Strong data governance and security pave the way for straightforward privacy compliance.
The very definition of personal data lies at the heart of any work on privacy. And it changes necessarily by the organization in question. Wearable fitness company? Your device ID is personal data. Car manufacturer? A vehicle identification number (VIN) is personal data.
Open Raven provides a set of default classes for personal data as well as a completed collection (group of classes) for starters. From there, creating a custom data class for things like device IDs and VINs is a snap and can then be added to the default collection to fully fit your needs.
While privacy regulations across the globe vary meaningfully, at their core they all rely upon an organization having an up-to-date understanding of its data inventory. Open Raven lays down this foundation for you by automatically locating your data stores and then allowing you to inventory their contents at the interval of your choosing: hourly, daily, etc.
Data transfer across geographical boundaries has long been a focus of regulators and when Privacy Shield was invalidated in July of 2020 knowing where sensitive data can flow became more important than ever.
Understanding and communicating data transfer is as easy as clicking a button at a location where sensitive data resides within the 3D map to examine its peering relationships that allow for data flow across regions.
Privacy Impact Assessments (PIA) were introduced with the General Data Protection Regulation (Art. 35 of the GDPR). Ideally they’re done at the outset of any new project that processes data where it poses “high risk to the rights and freedoms of natural persons.”
Conditions are hardly ever ideal and Open Raven can help with the messy reality of discovering new locations where data is being processed and a PIA may be necessary. A simple policy looking for new instances of personal data (f.k.a. PII) across your environment can be used for monitoring and proactive alerting of where your GDPR or related obligations may have changed.

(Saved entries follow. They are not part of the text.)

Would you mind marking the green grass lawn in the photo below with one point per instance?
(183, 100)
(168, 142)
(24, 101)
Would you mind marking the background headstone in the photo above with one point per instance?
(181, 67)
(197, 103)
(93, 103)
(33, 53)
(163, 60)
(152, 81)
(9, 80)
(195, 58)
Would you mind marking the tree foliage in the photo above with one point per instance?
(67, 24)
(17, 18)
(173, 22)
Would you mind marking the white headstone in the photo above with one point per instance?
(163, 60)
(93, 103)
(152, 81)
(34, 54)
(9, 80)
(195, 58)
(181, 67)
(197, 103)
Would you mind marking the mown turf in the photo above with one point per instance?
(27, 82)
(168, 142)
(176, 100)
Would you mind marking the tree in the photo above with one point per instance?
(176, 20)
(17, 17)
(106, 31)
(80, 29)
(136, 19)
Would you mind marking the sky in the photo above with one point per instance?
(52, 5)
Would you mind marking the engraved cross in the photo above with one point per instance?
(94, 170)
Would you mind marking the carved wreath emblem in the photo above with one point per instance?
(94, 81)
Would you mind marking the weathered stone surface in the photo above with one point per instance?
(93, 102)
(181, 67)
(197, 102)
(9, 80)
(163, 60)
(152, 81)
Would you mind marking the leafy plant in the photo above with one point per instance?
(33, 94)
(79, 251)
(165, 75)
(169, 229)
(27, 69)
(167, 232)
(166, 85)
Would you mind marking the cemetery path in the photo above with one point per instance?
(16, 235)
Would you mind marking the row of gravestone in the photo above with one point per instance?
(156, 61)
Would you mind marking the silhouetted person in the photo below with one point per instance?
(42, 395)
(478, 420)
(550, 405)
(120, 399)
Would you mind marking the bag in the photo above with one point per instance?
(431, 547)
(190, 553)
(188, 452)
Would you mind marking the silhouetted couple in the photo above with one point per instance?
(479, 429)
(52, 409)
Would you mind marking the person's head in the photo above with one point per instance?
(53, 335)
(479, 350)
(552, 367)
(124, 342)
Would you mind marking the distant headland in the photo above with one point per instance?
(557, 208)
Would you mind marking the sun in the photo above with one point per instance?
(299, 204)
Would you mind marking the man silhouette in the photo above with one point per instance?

Present day PrivacyOps requires fulfillment of data subject access requests (DSAR), data deletion requests and much more. Behind the scenes, all of these requirements mean you must know all the locations where data resides before you have a chance of being able to extract it, delete it, etc.
Open Raven is the ideal partner to a privacy project as the platform allows for ready API access to where data is located, what data is available and more so that PrivacyOps can rely on a complete, solid foundation.